En las últimas décadas, han tenido lugar en América Latina al menos tres hechos significativos en materia de criminología: 1) La aparición de un modelo “de última generación”, el derecho penal de los derechos humanos, una de cuyas principales características es el énfasis acordado al escrupuloso respeto de las garantías procesales penales. 2) La introducción en casi todos los países del continente del modelo procesal penal anglosajón (sobre todo su versión estadounidense), que rompe con una tradición y una práctica seculares. 3) Fuertes incrementos de la criminalidad violenta y organizada y del sentimiento de inseguridad, así como una disminución del grado de confianza de la ciudadanía en las instituciones que conforman el sistema penal.
Problemas del modelo actual. La combinación de estos hechos ha representado –y sigue representando– desafíos de talla. Entre los de fondo, pueden destacarse: 1) La dificultad para encarar algunas formas nuevas y preocupantes de criminalidad (por ejemplo, el narcotráfico, los asesinatos por encargo, el lavado de dinero). 2) La inadecuación de algunos aspectos de la actual legislación procesal penal, especialmente en cuanto a la prueba y la aplicación de las medidas cautelares. 3) La opinión generalizada según la cual el sistema penal –sobre todo en lo judicial– al hacer predominar la forma sobre el fondo, parece concebido más para proteger a los delincuentes que para la defensa de los derechos de las víctimas, los testigos y la comunidad, lo que está contribuyendo a su falta de legitimidad y a una credibilidad cada vez más baja.
Hasta ahora no se ha intentado seriamente buscar un equilibrio –ciertamente difícil– entre dos valores esenciales de cualquier sistema penal democrático: la protección de la sociedad y el amparo de los derechos y garantías fundamentales de todos los ciudadanos, incluidos los imputados.

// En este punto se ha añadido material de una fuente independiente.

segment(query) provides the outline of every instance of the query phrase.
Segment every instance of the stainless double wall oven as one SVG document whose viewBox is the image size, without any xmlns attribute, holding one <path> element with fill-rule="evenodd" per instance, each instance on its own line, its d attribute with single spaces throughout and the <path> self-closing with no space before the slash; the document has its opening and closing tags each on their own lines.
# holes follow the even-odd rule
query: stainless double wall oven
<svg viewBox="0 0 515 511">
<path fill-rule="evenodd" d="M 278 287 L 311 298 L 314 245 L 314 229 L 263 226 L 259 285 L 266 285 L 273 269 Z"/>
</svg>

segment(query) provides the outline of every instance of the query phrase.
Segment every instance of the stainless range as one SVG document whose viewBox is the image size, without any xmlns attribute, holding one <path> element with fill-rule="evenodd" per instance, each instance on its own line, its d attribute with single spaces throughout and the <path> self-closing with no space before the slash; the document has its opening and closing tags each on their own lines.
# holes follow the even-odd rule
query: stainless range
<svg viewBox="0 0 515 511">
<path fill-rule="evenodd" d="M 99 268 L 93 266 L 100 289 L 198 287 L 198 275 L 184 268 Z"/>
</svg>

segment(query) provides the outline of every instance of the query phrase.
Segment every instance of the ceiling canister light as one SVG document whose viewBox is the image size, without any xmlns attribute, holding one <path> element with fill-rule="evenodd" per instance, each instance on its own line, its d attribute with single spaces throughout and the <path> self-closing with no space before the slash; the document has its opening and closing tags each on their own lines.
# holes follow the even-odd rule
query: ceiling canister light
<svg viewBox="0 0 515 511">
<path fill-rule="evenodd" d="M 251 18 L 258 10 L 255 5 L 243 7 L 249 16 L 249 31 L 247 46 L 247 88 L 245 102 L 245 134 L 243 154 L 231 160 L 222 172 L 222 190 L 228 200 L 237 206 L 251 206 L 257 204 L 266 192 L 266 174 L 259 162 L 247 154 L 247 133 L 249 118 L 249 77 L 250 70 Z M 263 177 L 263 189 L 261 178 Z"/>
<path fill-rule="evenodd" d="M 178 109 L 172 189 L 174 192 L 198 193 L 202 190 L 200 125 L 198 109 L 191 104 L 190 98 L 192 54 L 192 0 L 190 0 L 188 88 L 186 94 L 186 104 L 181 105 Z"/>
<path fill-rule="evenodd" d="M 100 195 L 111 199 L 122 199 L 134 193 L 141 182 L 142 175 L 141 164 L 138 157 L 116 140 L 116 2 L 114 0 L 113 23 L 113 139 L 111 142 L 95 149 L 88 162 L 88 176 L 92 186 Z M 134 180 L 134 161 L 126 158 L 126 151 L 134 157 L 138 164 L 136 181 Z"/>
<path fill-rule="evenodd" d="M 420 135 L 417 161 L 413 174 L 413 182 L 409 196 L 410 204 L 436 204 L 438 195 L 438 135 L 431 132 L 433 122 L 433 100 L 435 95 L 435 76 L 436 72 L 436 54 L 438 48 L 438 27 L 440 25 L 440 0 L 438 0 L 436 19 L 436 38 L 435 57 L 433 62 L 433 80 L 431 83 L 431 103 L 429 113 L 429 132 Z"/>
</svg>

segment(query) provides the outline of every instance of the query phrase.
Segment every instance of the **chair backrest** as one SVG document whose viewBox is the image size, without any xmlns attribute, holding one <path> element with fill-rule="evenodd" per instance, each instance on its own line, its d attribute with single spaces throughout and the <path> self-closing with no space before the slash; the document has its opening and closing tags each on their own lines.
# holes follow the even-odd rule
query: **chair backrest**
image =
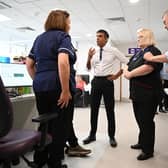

Por ello, el principal objetivo de estas reflexiones es contribuir al actual debate entre partidarios y adversarios del modelo calificado de “garantista”, proponiendo algunos elementos de análisis y discusión para la consecución del mencionado equilibrio.
En el presente artículo, se situará el problema en el marco de la evolución del pensamiento penal y su aplicación en el mundo occidental; en un segundo artículo, se examinarán las principales causas del actual enfrentamiento entre partidarios y adversarios del llamado “garantismo”, sugiriéndose algunas pistas para su deseable resolución.
¿Existe un modelo ideal de justicia penal? Aunque breve, cierto retorno al pasado permite hacer varias observaciones sobre esta interrogación.
k(1) La primera se refiere al carácter precario de las ideas y teorías formuladas en un determinado momento histórico. La historia muestra a este respecto que, en los 75 siglos que nos separan de las primeras civilizaciones, solo en los últimos 250 años comienza a darse una evolución significativa en materia penal con la aparición, a finales del siglo XVIII, de la primera escuela de pensamiento en el sector (la Escuela Clásica) y, un siglo después, de la Escuela Positivista italiana. En las siete últimas décadas proliferan las explicaciones sobre el delito y la conducta criminal, a menudo con planteamientos diversos y, únicamente desde hace apenas 15 años surge el reciente modelo del “derecho penal de los derechos humanos”.
k(2) La historia muestra, en segundo lugar, que –incluso después de un largo período de tiempo– las opciones (en lo filosófico, en lo político, en lo penal) consiguen superar las contradicciones de su planteamiento inicial, llegando en general a soluciones conciliatorias y moderadas.
Esto ocurrió hace dos siglos, en lo político, con respecto al liberalismo y el socialismo y, en lo penal, con los duros enfrentamientos entre las escuelas Clásica y Positivista, o con la aparición, ya avanzado el siglo XX, de las tesis radicales de la criminología crítica y la política criminal de “no intervención”.
k(3) Finalmente, la doctrina reciente subraya que ni la ley penal ni el procedimiento penal tienen un carácter inmanente: las necesidades sociales que justifican la intervención del Estado y sus organismos suelen cambiar en el tiempo, y las leyes que rigen el sector son un producto espiritual del hombre y, en consecuencia, falible y perfectible. Por ello, las realidades (sociales, delictivas) de cada época y las ideas y principios filosófico-políticos prevalecientes en ese momento suelen ser determinantes en los cambios de paradigma que, en lo penal y en los países de nuestro ámbito cultural, se han dado en los tres últimos siglos.
De lo anterior puede deducirse que no existe un modelo ideal de justicia penal, sino modelos cambiantes en el tiempo y el espacio. En tales condiciones, ¿es posible, y cómo resolver los problemas planteados por el actual enfrentamiento entre partidarios y adversarios del modelo “garantista”?